Эдуард пропустил Донну вперед открыть машину. Сам он сбавил шаг и пошел со мной рядом, и я отодвинулась. Мы стояли посреди тротуара и смотрели друг на друга, как готовые к перестрелке противники из старого фильма.

Он держал в руках чемоданы – наверное, понимал, что я слишком накручена. И знал, что, если бросит чемоданы, у меня в руке тут же окажется пистолет.

– Ты хочешь знать, почему я ничего не имел против, чтобы ты была сзади?

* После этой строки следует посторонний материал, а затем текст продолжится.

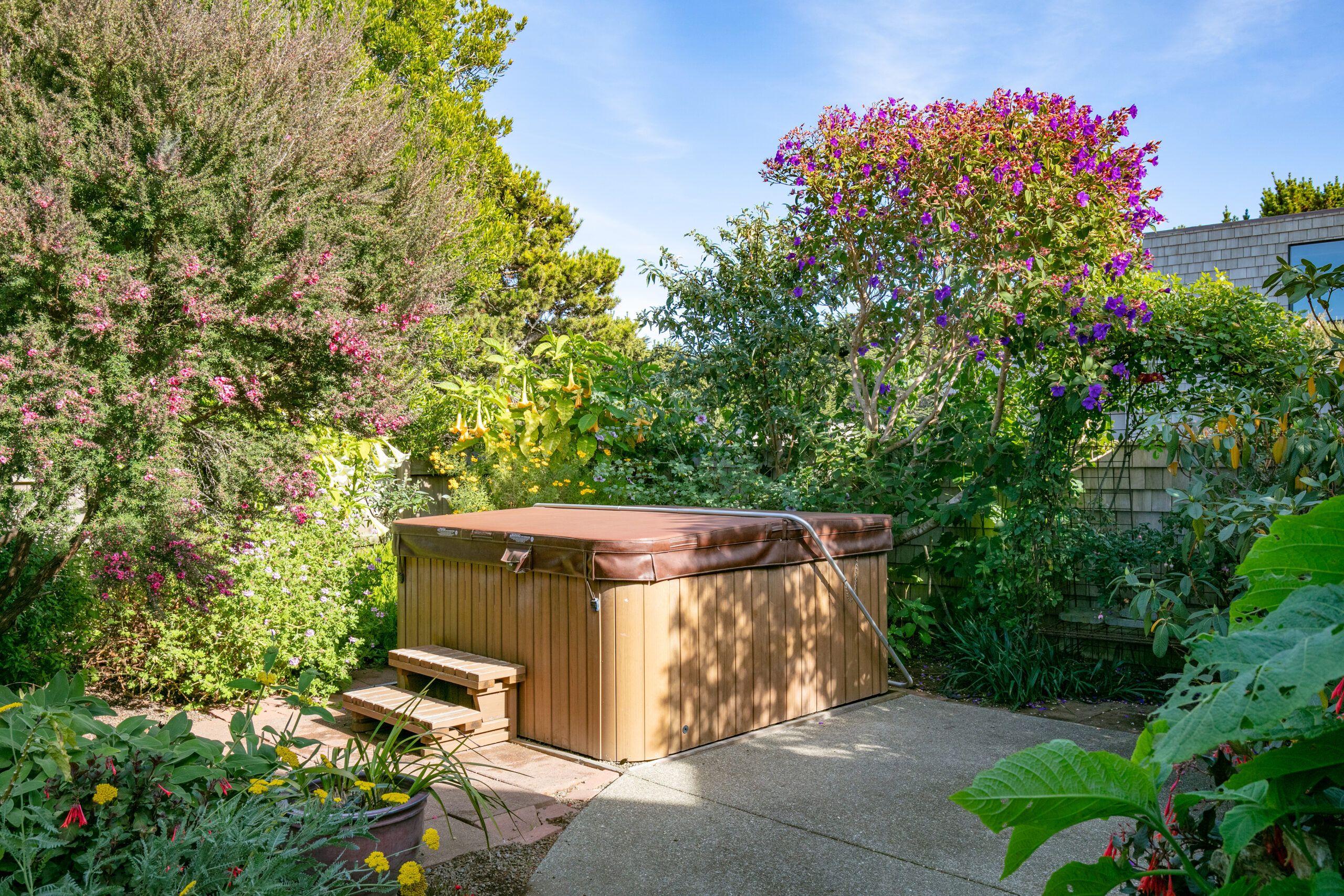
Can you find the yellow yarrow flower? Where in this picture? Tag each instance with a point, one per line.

– Ты знал, что я не стану стрелять тебе в спину, – сказала я.

Он улыбнулся:

– А ты знала, что я вполне мог бы.

Я склонила голову набок, почти сощурившись от солнца. Эдуард, конечно, был в темных очках. Но это было не важно, так как его глаза редко что-нибудь выдавали. Не о глазах его надо было мне беспокоиться.

– Ты любишь опасность, Эдуард. Вот почему ты охотишься на монстров. Каждый раз, когда ты выходишь на ринг, тебе надо отчаянно рисковать, иначе не в кайф.

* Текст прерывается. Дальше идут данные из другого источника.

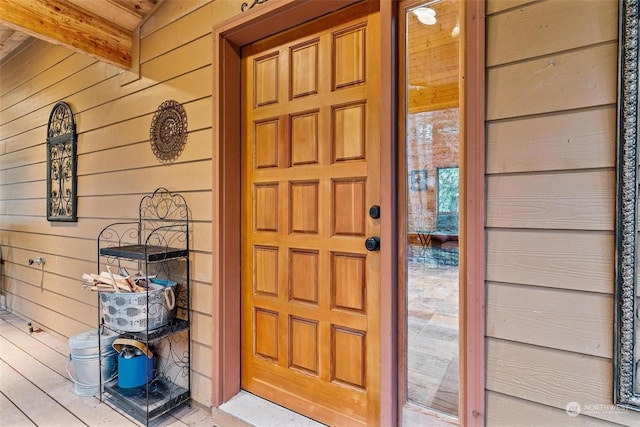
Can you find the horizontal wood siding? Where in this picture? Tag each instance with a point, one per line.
(116, 166)
(551, 129)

Мимо нас прошла пара с тележкой, нагруженной чемоданами. Мы молча ждали, пока они проедут. Женщина дернула головой в нашу сторону, заметив напряжение в позах. Мужчина потянул ее за собой, и они удалились.

– Ты это просто так или к чему-нибудь? – спросил Эдуард.

– Ты хочешь знать, кто из нас лучше стреляет, Эдуард. Давно хочешь это выяснить. Если ты убьешь меня внезапно, вопрос так и останется без ответа и будет тебя сверлить.

Губы его растянулись в более широкой улыбке, но какой-то вялой и без прежнего добродушия.

– И потому я не стану стрелять тебе в спину.

– Вот именно.

– Так зачем тогда было так стараться занять мне руки и пропустить вперед?

– Мне еще выпадет много шансов ошибиться.

Он засмеялся, тихо и чуть жутковато. Один звук – и все стало ясно. Его заводила идея драться со мной.

– Я бы с удовольствием вышел на охоту за тобой, Анита. Это моя мечта. – Он вздохнул почти печально. – Но ты мне нужна. Нужна твоя помощь в этом деле. И еще: как ни хочу я получить ответ на мучительный вопрос, мне будет тебя не хватать. Ты единственный человек в этом мире, о котором я могу это сказать.

– А Донна?

– А что Донна?

– Не умничай, Эдуард. – Я посмотрела ему за плечо и увидела, что Донна машет нам от машины. – Нас засекли.

Он оглянулся на нее и помахал рукой с чемоданом. Без него, наверное, было бы легче, но Эдуард тоже осторожен – по-своему.

Он повернулся ко мне:

– Если будешь оглядываться на меня все время через плечо, ты работать не сможешь. Так что давай заключим перемирие, пока не раскроем дело.

– Даешь слово? – спросила я.

Он кивнул:

– Даю слово.

– Годится.

Он улыбнулся, и улыбнулся неподдельно.

– Ты веришь мне по единственной причине: ты сама держишь данное тобой слово.

Я помотала головой и шагнула ближе.

– Свое слово я держу, но чужие клятвы особенно всерьез не принимаю.

Рядом с ним я чувствовала тяжесть его взгляда даже сквозь черные стекла очков. Он умел смотреть пристально, этот Эдуард.

– Но моему слову веришь.

– Ты мне никогда не врал, Эдуард, – если давал слово. Ты выполняешь свои обещания, какой бы ценой они тебе ни давались. Ты не скрываешь, кто ты, по крайней мере от меня.